Fyctia
13 - Nourrir les poissons
Enfin, oui, il devrait ressentir à la fois de la peur et de la colère pour l’avenir de notre planète, mais il ne s’agit pas là d’un danger imminent. C’est d’ailleurs pour cela que la plupart des gens refuse d’agir. Mais je ne crois pas que ce soit l’éco-anxiété qui met Anthony dans cet état.
— Ah, tu vois, même toi, tu as un éclair de conscience !
Ma tentative de le distraire semble empirer les choses au lieu de le dérider.
Il se lève d’un bond et pointe un doigt accusateur sur moi.
— Mais c’est ça le problème avec vous, les écolos ! Vous vous croyez supérieurs aux autres ! Tu ne manges pas de viande et tu crois que ça fait de toi une super défenseuse de la nature ! Regarde autour de toi, Manon ! Tu auras beau naviguer à la voile, tu es quand même sur un bateau dont la fabrication a eu un impact sur l’environnement ! Tu fais la morale sur les saucisses parce que tu peux te permettre de ne pas en manger. D’autres diraient que les voiliers de plaisance ne devraient même pas exister.
N’importe quoi ! Que ce soit ce voilier ou un autre bateau mes recherches permettront de mieux préserver le milieu marin. Cela justifie donc les quelques dépenses énergétiques pour les réaliser, non ?

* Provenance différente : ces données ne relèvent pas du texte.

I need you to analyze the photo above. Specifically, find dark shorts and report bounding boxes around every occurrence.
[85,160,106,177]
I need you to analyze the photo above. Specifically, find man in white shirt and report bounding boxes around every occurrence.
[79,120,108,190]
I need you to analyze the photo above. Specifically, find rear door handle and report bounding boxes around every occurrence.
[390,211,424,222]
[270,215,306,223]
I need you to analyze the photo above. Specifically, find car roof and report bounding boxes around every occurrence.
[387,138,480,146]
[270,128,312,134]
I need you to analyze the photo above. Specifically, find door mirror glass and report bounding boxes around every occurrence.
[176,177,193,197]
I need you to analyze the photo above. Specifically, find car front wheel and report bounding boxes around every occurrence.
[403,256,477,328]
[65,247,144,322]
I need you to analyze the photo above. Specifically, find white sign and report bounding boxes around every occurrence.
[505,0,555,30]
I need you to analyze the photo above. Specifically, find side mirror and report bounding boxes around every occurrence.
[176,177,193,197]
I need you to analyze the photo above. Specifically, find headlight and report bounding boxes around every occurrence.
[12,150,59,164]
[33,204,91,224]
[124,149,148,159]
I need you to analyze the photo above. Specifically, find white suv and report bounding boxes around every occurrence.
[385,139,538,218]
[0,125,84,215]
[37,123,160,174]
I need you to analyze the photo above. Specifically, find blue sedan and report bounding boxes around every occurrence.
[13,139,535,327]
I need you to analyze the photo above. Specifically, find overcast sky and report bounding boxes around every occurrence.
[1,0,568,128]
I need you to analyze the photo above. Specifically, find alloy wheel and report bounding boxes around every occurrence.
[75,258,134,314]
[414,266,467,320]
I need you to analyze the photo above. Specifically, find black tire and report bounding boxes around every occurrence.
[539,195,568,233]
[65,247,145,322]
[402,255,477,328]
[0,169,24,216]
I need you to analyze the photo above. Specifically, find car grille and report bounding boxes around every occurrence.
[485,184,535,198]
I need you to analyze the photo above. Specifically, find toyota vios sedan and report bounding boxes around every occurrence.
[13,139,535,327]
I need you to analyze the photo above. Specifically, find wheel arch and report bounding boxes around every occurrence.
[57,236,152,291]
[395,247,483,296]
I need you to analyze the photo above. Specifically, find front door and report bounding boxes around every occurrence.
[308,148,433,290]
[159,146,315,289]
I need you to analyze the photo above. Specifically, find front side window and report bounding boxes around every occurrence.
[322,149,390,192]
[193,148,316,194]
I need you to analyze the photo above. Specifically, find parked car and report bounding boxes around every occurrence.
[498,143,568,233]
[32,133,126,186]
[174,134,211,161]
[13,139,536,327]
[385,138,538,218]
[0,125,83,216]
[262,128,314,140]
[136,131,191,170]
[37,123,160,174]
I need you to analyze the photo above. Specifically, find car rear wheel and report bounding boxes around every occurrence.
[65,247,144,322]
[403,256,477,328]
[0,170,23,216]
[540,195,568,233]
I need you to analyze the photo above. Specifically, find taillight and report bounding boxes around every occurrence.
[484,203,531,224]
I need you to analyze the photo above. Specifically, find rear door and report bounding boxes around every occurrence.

Je voudrais lui exposer mes arguments mais il ponctue sa tirade en balançant son bol de petits four par-dessus bord.
— Mais ça va pas ?
— Eh bien, ça fera de la nourriture aux poissons, si tu n’en veux pas !
Il part s’enfermer dans sa cabine alors que je lutte pour me mettre sur mes pieds malgré l’ordinateur sur mes genoux. Le temps que je sois debout, le plat a disparu dans les profondeurs. Non seulement les poissons mangent du plancton, mais en plus, il ne risquent pas d’avaler l’assiette.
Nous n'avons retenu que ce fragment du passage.